Received:19 December 2011/Accepted: 18 May 2012

 

ABSTRACT

Bullous impetigo is a highly contagious skin infection commonly affecting children due to epidermolytic toxins of bacteria Staphylococcus sp. This presentation described a case of a 3 year-old Indian girl with bullous lesion around the peri-oral region. The lesion was initially thought to be of viral origin and was treated symptomatically. However, the lesion progressed without any resolution with more vesicles at distant sites. The patient was also having fever and refused any oral intake. At this point, a probable diagnosis of bacterial skin infection was considered and the patient was admitted. Intra-venous fluid was administered to rehydrate the patient and she was treated with topical antibiotic and antipyretic.
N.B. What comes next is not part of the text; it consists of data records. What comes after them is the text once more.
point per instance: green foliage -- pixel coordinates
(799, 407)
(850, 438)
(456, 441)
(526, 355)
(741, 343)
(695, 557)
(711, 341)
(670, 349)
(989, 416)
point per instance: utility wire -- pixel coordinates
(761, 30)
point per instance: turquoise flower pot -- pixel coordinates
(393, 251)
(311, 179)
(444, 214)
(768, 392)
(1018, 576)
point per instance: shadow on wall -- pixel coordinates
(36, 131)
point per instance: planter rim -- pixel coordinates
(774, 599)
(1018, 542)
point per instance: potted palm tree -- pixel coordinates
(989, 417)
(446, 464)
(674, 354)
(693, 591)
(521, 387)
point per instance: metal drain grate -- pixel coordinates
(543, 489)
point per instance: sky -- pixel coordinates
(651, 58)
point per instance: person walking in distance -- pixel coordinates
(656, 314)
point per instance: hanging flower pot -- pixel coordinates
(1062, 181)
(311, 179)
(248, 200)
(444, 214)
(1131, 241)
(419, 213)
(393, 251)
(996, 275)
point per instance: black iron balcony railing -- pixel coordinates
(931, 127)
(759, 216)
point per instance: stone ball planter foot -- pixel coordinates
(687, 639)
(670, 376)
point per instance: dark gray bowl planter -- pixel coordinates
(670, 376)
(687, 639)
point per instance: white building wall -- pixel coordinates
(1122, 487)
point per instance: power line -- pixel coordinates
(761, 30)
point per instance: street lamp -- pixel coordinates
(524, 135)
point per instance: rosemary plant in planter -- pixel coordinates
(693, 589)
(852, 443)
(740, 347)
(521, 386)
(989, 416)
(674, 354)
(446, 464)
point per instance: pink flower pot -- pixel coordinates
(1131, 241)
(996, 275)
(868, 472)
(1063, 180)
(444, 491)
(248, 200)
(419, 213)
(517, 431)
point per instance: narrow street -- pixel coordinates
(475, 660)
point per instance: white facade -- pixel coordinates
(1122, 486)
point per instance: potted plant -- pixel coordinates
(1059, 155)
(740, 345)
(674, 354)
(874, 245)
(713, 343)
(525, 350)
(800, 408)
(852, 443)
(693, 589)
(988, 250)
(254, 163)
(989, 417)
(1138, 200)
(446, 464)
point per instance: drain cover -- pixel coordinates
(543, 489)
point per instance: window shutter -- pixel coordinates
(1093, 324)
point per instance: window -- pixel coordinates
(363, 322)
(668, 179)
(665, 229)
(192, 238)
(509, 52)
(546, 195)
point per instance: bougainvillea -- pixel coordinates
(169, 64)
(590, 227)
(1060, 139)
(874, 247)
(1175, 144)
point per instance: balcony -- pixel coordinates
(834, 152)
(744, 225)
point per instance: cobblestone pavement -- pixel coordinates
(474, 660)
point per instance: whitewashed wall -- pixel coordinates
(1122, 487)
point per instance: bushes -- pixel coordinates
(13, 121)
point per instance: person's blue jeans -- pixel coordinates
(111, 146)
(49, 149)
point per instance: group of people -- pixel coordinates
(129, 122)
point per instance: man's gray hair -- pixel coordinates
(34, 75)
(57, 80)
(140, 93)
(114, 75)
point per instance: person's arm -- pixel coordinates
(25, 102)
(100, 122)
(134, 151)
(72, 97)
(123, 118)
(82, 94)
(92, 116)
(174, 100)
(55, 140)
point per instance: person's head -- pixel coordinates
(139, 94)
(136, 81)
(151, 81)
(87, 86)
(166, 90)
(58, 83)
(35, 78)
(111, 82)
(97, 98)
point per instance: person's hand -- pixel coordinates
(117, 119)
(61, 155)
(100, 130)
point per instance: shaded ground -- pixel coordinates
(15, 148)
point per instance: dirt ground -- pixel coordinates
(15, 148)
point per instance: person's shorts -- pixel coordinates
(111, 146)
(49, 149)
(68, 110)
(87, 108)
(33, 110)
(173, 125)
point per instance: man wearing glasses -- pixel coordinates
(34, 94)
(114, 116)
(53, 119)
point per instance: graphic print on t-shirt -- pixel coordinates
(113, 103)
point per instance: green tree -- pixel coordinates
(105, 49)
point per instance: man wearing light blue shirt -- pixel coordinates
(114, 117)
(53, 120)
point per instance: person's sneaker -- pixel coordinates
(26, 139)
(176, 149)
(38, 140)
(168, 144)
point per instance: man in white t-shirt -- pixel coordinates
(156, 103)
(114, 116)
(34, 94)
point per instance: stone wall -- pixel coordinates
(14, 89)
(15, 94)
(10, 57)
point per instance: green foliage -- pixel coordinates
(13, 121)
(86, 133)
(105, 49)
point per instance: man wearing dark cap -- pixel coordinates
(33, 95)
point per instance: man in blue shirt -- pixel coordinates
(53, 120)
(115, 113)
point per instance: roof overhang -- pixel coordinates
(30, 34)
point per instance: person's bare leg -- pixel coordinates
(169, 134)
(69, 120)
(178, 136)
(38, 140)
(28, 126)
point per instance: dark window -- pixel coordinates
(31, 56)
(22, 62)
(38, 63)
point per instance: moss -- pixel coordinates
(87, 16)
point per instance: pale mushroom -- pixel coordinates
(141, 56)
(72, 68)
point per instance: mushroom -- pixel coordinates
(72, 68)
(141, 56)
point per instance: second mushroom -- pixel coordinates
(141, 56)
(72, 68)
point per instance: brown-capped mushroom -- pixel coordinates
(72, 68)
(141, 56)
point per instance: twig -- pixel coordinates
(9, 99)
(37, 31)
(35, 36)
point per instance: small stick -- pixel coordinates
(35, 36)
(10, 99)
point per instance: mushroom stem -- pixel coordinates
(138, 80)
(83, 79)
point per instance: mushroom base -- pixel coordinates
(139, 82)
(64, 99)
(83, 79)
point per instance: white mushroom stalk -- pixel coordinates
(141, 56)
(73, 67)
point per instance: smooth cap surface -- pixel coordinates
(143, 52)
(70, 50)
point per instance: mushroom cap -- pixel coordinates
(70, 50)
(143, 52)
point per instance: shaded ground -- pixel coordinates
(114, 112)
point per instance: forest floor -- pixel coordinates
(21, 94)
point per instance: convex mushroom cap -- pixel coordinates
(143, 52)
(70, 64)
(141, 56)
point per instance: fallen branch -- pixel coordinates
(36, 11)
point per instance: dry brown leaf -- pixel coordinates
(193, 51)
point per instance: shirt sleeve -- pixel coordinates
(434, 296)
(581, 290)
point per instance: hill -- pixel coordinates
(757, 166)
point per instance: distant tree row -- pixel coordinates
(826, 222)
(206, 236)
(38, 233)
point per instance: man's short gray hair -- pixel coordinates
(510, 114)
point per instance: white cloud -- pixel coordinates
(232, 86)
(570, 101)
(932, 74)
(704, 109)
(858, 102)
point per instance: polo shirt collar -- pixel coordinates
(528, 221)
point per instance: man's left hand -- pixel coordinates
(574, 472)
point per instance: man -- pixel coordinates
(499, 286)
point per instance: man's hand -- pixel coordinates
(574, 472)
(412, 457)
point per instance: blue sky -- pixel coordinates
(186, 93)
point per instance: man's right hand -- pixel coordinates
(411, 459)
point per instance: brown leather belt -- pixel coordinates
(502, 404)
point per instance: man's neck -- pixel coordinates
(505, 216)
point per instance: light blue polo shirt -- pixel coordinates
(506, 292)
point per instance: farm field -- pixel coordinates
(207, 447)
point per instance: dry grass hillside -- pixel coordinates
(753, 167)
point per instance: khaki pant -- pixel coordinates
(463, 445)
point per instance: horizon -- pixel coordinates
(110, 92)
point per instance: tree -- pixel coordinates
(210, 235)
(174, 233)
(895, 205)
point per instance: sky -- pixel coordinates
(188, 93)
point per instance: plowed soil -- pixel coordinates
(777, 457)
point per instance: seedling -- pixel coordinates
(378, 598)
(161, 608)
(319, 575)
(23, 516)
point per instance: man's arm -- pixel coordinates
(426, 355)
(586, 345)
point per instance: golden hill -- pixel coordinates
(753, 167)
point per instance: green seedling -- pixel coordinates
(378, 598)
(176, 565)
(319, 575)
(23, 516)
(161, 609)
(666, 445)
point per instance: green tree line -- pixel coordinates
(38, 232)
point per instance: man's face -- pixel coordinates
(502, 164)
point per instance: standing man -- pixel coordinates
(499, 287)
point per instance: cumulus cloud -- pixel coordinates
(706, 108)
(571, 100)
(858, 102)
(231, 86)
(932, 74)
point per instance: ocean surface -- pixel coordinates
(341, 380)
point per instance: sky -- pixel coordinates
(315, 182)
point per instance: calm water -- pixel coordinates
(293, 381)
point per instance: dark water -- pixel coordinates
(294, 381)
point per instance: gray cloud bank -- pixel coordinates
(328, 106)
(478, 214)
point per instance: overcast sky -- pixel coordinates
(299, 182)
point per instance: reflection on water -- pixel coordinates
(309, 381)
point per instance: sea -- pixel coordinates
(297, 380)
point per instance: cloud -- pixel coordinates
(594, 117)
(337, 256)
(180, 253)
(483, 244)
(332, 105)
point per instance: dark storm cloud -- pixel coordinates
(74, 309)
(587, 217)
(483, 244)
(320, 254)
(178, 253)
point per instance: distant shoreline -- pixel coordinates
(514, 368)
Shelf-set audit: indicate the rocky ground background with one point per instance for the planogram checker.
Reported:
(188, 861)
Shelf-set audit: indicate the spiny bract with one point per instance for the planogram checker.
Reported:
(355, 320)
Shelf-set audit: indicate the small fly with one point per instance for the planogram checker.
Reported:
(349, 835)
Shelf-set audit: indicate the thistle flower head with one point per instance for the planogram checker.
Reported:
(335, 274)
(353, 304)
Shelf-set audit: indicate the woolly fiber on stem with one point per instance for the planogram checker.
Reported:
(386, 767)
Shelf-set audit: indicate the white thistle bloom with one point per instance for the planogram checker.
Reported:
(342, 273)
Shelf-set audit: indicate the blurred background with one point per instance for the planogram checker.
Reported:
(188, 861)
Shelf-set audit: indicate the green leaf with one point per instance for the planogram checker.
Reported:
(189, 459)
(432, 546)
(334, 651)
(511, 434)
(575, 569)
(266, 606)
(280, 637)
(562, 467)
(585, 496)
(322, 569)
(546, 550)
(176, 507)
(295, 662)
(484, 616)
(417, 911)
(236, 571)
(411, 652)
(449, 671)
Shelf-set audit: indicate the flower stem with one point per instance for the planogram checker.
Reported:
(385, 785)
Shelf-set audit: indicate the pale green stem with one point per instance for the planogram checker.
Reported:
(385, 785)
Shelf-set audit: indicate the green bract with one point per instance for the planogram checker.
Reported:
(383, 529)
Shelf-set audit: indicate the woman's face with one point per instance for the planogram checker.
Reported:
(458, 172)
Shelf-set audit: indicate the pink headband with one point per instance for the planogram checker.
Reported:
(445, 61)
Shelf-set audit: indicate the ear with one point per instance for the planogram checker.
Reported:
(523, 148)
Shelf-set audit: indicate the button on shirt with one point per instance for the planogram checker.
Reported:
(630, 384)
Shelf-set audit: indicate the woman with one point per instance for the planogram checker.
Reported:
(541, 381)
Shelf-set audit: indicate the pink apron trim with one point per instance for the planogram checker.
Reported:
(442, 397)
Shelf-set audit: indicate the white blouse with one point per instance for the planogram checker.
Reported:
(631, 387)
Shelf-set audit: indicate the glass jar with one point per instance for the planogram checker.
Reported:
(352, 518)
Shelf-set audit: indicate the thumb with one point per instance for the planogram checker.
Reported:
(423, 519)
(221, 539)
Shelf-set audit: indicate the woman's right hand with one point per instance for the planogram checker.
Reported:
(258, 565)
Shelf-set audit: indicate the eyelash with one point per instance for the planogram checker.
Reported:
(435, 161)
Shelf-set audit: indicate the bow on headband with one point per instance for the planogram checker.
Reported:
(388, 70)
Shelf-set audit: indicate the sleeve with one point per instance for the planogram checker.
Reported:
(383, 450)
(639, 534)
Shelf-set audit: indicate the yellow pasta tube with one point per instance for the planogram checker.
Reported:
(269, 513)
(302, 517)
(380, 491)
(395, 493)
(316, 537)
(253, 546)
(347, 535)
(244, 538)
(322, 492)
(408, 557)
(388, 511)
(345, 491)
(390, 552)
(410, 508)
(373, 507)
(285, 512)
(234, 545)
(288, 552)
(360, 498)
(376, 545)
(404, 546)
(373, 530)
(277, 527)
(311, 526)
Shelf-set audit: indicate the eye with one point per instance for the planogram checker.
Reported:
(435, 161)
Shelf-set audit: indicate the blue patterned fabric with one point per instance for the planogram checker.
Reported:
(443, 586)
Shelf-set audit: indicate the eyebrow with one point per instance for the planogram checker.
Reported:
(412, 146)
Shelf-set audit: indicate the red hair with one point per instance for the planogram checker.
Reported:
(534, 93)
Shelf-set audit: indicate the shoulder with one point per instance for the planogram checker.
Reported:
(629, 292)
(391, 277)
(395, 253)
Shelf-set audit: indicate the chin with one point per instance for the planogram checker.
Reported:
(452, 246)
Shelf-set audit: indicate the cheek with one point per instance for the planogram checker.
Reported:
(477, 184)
The lesion resolved within 14 days without scarring. As dental practitioners, we should be aware of bacterial infection around the peri-oral region and consider it as part of a differential diagnosis so that an appropriate treatment can be given.

 

Keywords: Bacterial lesion; peri-oral bullae; skin infection

 

ABSTRAK

Bullous impetigo ialah infeksi kulit yang amat mudah berjangkit. Ia kerap berlaku dalam kalangan kanak-kanak dan terhasil akibat racun epidermolitik yang dihasilkan oleh bakteria Staphylococcus sp. Makalah ini membincangkan tentang lesi bula yang berlaku di kawasan peri-oral seorang kanak-kanak perempuan India berusia 3 tahun. Lesi ini pada mulanya dianggap sebagai jangkitan viral dan dirawat secara simptomatik. Akan tetapi, lesi ini tidak sembuh dan mula merebak ke bahagian badan yang lain. Pesakit pula mula mengalami demam dan enggan mengambil apa-apa makanan. Pada ketika itu, satu diagnosis pembeza infeksi kulit bakterial telah dipertimbangkan dan pesakit telah dimasukkan ke wad. Pesakit telah diberikan cecair secara intra-vena untuk proses rehidrasi. Pesakit juga dirawat dengan ubat demam dan antibiotik topikal. Lesi tersebut sembuh sepenuhnya tanpa sebarang parut dalam tempoh 14 hari. Sebagai pengamal pergigian, kita harus mempertimbangkan infeksi bakteria sebagai salah satu diagnosis pembezaan bagi lesi-lesi bula yang melibatkan kawasan peri-oral supaya rawatan yang sewajarnya dapat diberikan.